# Choosing Civility



## Georgia Boy (Feb 15, 2006)

On a morning radio I listen to sometimes while taking the kids to school, there was a gentleman talking about the geberal decline of civility. He had some refreshing guidelines and reminders that users to this forum would appreciate. I discovered his site here, and I plan to see if his book can be found at my local big box bookstore:

Dr. P.M. Forni, a professor at Johns Hopkins University:
https://web.jhu.edu/civility


----------



## jackmccullough (May 10, 2006)

Looks pretty interesting. It's hard to argue against civility, even in the event of true disagreement.


----------



## Trenditional (Feb 15, 2006)

Its unfortunate that we can't have society choose civility. I know we can achieve it one person at a time, but how long until the effects will be noticable?


----------



## Wayfarer (Mar 19, 2006)

We could certainly use more civility. I believe part of its demise is that the media (yes, I am blaming them on this one) usually portray civil folks as weak, both of will and body. There is much more to it of course, but I think if polite and civil people were heros more often than the rude renegade or oppositional figure, we would see a shift.

Cheers


----------



## gsi (Nov 3, 2005)

I totally agree with you Wayfarer. It's almost like the media portrays being civil as unmanly.


----------



## mpcsb (Jan 1, 2005)

gsi said:


> I totally agree with you Wayfarer. It's almost like the media portrays being civil as unmanly.


So this may explain why political campaigns and discourse are so crude. They're not 'attack ads' they're 'manly ad'. I wish I could think this humorous, but it's just sad.


----------



## Wayfarer (Mar 19, 2006)

mpcsb said:


> So this may explain why political campaigns and discourse are so crude. They're not 'attack ads' they're 'manly ad'. I wish I could think this humorous, but it's just sad.

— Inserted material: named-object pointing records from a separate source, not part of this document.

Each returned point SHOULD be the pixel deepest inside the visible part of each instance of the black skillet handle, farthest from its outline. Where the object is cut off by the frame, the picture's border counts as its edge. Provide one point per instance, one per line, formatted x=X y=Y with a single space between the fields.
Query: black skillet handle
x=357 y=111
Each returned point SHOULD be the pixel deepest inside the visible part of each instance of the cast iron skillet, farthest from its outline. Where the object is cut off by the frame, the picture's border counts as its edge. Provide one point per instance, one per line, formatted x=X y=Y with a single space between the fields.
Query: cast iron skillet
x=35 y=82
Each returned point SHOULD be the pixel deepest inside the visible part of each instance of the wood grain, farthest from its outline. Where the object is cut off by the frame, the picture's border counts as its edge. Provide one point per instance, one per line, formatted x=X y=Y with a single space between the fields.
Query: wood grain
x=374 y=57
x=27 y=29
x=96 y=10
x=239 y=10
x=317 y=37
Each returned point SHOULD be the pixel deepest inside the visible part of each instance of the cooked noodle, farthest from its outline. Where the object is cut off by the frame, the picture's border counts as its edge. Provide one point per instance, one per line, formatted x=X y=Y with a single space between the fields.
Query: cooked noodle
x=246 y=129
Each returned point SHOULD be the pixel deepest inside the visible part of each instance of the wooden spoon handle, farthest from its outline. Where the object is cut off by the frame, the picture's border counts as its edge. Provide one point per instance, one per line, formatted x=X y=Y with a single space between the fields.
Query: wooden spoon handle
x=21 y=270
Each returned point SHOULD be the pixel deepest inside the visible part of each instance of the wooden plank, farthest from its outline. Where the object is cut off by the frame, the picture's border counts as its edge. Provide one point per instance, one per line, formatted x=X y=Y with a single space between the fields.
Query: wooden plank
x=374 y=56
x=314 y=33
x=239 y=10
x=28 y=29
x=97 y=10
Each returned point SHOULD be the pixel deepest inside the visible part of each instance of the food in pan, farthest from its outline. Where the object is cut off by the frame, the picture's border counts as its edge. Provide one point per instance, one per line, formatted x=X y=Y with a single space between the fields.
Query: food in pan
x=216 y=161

There could be some truth to that thought. Remember the Al Gore/Naomi Wolfe flap where he needed a feminist consultant to appear "Alpha Male"? I am sure there are examples on both sides of the aisle, that one just popped to mind as a particularly good one.


----------



## crs (Dec 30, 2004)

The news media's task is to reflect society as it is, within some bounds. On newspapers we have discussions most nights about whether a certain word ought to be used, or how graphic we ought to be in describing a crime or sex, or whether a photo is in poor taste. But you can try to clean it up only so much before readers begin to wonder, incorrectly, what else is being sanitized. We try to not make blanket rules but to consider each thing in its context. I call it the "Jimmy Carter rule." Newspapers at the time considered the word "ass" a vulgarity that should not be used. When Carter said of Ted Kennedy's challenge, "I'll whip his ass," the use of the word was news itself and we had to run it, whereas if a plumber had said it, we'd have used, "I'll whip his [butt]."

I would prefer a more civil tone in print because I don't believe slobs are especially interested in reading even if we wrote the thing in crayon. But some editors are afraid of looking quaint and irrelevant if they take the high road.


----------